To return to Space 1999, the character of Maya, played by Catherine Schell, represents for perhaps the first time in visual media a true, fully conscious shape shifter, independent of the need for illusion or a specific host to aid the transformation.  Moreover, the writers of Space 1999 insist on providing a back story for this process, since Maya was conceived as a new central character for the second season of the series and appears in almost all 26 episodes. When she appears for the first time in "Metamorph" (Schell had previously had a role in a Season One episode, but not as Maya), she is identified as the daughter of Mentor, a rogue member of the Psychon race.  Unlike her treacherous father, who seeks to lobotomize and enslave the Moon colonists, Maya befriends them and eventually turns away from Mentor (Brian Blessed) to join the wandering Earthlings.  In the course of "Metamorph", she transforms into a lion, dove-like bird, a fierce dog, a gorilla, and (unwillingly) into a weird and powerful hominid.
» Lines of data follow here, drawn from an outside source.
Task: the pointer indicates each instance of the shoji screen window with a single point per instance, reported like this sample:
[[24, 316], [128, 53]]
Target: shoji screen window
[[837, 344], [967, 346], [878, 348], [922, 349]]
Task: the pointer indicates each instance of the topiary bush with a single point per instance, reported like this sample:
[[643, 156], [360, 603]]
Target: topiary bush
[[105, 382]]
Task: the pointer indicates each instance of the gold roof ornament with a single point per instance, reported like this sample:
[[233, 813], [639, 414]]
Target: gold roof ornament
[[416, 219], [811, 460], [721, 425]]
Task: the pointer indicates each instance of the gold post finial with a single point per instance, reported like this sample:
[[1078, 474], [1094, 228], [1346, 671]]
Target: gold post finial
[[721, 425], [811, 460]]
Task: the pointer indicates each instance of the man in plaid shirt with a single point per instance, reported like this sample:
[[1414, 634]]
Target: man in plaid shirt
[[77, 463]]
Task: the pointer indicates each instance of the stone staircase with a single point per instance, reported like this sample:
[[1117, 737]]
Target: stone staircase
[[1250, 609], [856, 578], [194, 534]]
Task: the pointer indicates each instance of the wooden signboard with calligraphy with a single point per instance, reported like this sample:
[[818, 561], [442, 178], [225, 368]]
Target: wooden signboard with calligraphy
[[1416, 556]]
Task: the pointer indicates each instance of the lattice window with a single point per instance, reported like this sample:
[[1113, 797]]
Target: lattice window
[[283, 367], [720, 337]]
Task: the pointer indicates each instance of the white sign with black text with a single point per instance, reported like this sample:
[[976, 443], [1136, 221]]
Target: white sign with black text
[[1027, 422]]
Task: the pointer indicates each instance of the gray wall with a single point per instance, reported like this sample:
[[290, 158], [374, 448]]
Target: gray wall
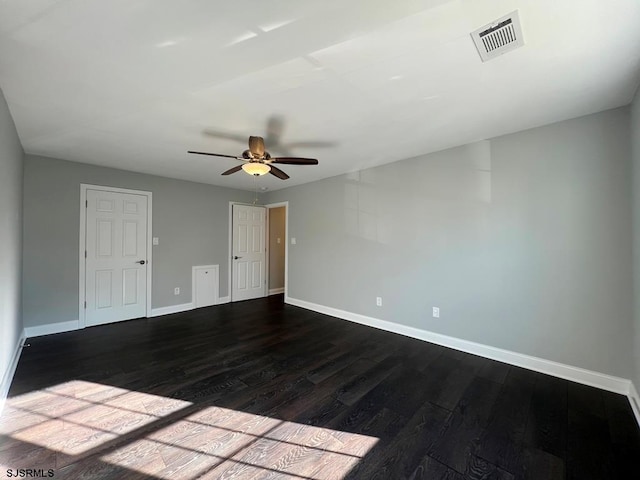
[[276, 250], [523, 241], [190, 220], [11, 160], [635, 156]]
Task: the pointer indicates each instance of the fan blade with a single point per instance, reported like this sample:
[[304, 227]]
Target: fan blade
[[294, 161], [278, 173], [232, 170], [215, 155], [226, 135], [256, 146]]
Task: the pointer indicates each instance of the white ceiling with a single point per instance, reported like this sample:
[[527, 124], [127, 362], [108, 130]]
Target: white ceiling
[[134, 84]]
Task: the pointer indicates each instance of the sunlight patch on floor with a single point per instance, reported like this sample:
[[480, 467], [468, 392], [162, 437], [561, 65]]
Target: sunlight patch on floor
[[218, 442], [89, 427]]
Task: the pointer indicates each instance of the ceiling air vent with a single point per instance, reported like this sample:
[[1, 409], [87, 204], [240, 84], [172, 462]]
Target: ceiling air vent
[[498, 37]]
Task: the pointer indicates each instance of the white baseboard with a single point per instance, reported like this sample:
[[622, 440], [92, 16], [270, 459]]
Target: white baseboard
[[50, 328], [156, 312], [549, 367], [11, 370]]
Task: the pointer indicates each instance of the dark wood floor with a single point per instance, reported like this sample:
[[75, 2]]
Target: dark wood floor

Other animals whose form she assumes in later episodes include a caterpillar, a kestrel, a monkey and a ferret.  These transformations present a bit of a plot hole, since it is not explained how she would know what any of the Earth species look like, unless one assumes that Planet Psychon had exactly the same evolutionary track as Earth.  A deeper plot hole results when she manages to transform her inanimate clothing and other objects, along with her own body.  

It is further revealed in later episodes that Maya's transformations operate due to "molecular transformation," a deliberate process requiring special adaptability and training from a master.  This explanation, which seems plausible enough at first glance, nevertheless presents some problems.  Why break down matter all the way to molecules, when a convincing organic recreation could involve changes strictly on the level of cytology?  A physical copy woes not necessitate reorganization below the level of cells, perhaps even in non-carbon-based life forms.  This is the approach we take in the shape changers in our Forlani Saga universe.  Our characters Kelso and Horse, assume shape changing missions in the service of their masters, the Blynthians.  These adventures, rather like those in the original Mission Impossible television series, involve interventions among other cultures and planetary environments in order to deter activities that are harmful to the interests of the inscrutable Blynthians and the sector they seek to protect and manage.  Kelso and Horse require plans and models of their target identities, as well as time to adapt their own cellular makeup and sometimes implants or other physical adjustments, not unlike the wigs or false noses employed by Jim Phelps and his crew of television spies.  Some of their roles demand behavior that they would naturally find inappropriate or even disgusting, which causes the finicky Kelso a great deal more irritation than his more patient sidekick Horse.  But they are professional shape changers, well rewarded by their bosses for their efforts.  In this sense, we feel that they are descendants more of Philip Marlowe or Archie Goodwin than Maya or even Odo.  Still, we owe a tip of the hat to Maya as a precursor to our own experiments with shape changers.